Le discours du premier mai 2021 de Yves Veyrier secrétaire général de Force Ouvrière.
Chères et chers camarades,
En premier lieu, merci à vous d’être là aujourd’hui.
Merci parce que cette année encore, le 1er mai a lieu dans un contexte extraordinaire, celui de la pandémie de Covid19, qui rend plus difficile de se rassembler, de manifester.
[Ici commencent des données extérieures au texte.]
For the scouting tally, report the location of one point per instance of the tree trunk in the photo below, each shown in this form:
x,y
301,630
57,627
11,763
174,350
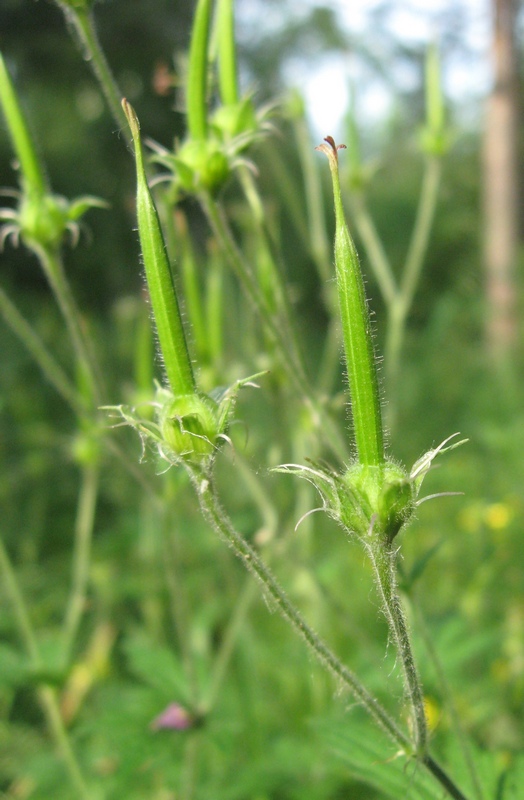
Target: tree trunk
x,y
500,172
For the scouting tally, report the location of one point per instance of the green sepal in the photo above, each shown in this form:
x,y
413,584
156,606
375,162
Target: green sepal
x,y
187,428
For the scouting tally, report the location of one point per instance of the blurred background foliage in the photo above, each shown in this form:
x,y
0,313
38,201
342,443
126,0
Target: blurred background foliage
x,y
163,591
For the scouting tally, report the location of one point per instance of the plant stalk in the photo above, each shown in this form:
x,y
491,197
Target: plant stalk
x,y
46,694
383,559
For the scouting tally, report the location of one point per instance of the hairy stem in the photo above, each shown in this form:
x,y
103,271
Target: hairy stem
x,y
216,517
383,558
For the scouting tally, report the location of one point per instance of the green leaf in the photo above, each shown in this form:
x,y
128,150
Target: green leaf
x,y
372,759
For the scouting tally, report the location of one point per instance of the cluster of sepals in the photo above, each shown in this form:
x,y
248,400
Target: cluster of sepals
x,y
187,429
216,140
205,164
42,219
372,500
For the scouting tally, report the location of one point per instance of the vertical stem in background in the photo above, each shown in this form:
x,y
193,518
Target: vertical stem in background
x,y
30,169
81,20
501,183
51,370
449,703
46,694
81,557
295,370
197,72
399,304
53,268
227,62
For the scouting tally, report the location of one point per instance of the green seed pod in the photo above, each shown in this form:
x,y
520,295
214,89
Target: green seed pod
x,y
43,219
201,164
376,500
190,426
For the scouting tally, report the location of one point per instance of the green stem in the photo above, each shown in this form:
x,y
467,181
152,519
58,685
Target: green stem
x,y
383,558
227,62
293,368
197,72
82,23
443,778
216,517
51,370
164,301
46,694
81,557
30,168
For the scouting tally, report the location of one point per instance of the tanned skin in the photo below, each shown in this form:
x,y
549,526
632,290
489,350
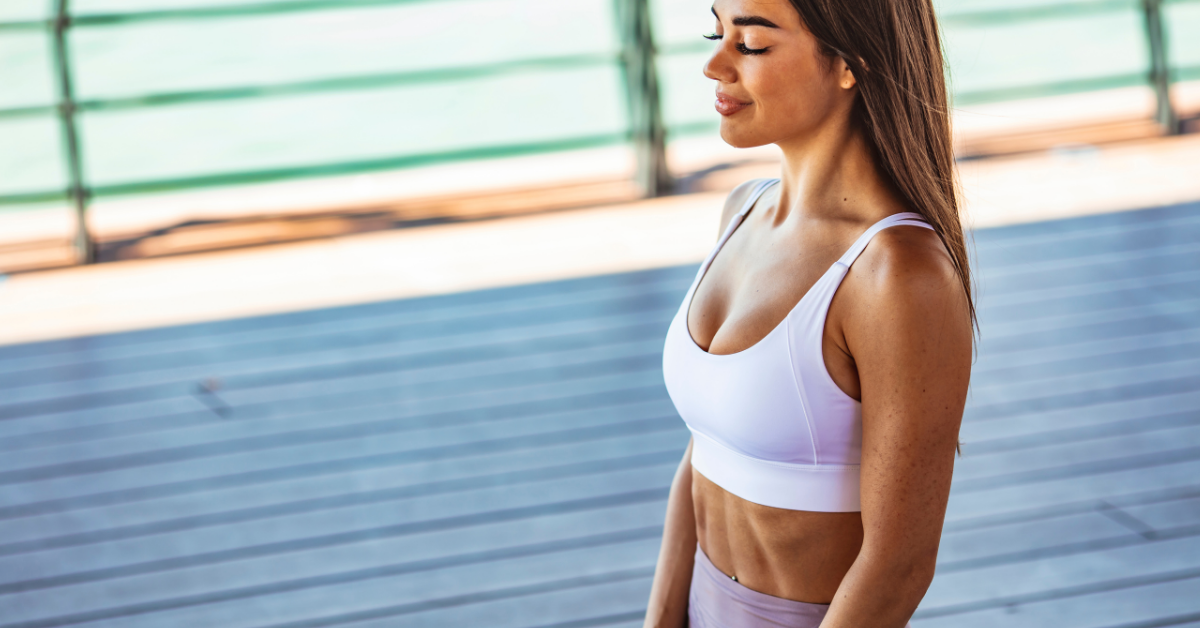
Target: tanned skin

L’année dernière était pire encore à cet égard.
Pour autant, nous l’avions dit, et nous le disons encore cette année : il n’était pas question, il n’est pas question que la confédération générale du travail Force Ouvrière se dérobe à cette journée de mobilisation internationale des travailleurs.
Elle date de 1889, lorsque la IIe Internationale socialiste, réunie à Paris, décida de faire de l’anniversaire du 1er mai 1886 et des manifestations qui ont suivi à Chicago, sur la place de Haymarket, une journée internationale de revendications et de grève pour la journée de 8 heures.
Aujourd’hui, toujours, le 1er mai demeure un symbole de l’engagement syndical : celui de la solidarité ouvrière, du refus de l’exploitation, de l’aspiration à l’émancipation individuelle et collective, de l’action collective et de l’internationalisme.
La solidarité ouvrière et syndicale est une exigence de tous les jours, tant que, où que ce soit dans le monde, le syndicalisme, l’action syndicale, les mobilisations pour la démocratie – essentielles au syndicalisme libre et indépendant – demeurent réprimés.
Depuis des semaines, les travailleurs en Birmanie et leurs syndicats, plus largement la population, sont mobilisés contre le coup d’état militaire. Ils font face à une répression sanglante terrible. Maung Maung, le président de la confédération syndicale CTUM, que nous connaissons bien, ainsi que 25 dirigeants syndicaux sont sur une liste militaire de recherchés.
La confédération FO s’est adressée au ministre des Affaires étrangères afin que soient examinés les moyens de pressions mis en œuvre dans le cadre d’une campagne internationale appelée par la CSI (Confédération syndicale internationale).
Avec la CSI, nous sommes également attentifs à la situation à Hong Kong, Lee Cheuk Yan, secrétaire général de la Confédération des syndicats de Hong Kong (HKCTU), que nous connaissons bien également, est accusé d’avoir participé à un rassemblement non autorisé lors des manifestations antigouvernementales de 2019. Il a été condamné avec d’autres militants de la démocratie à 18 mois de prison, le 16 avril dernier. Nous exigeons leur libération.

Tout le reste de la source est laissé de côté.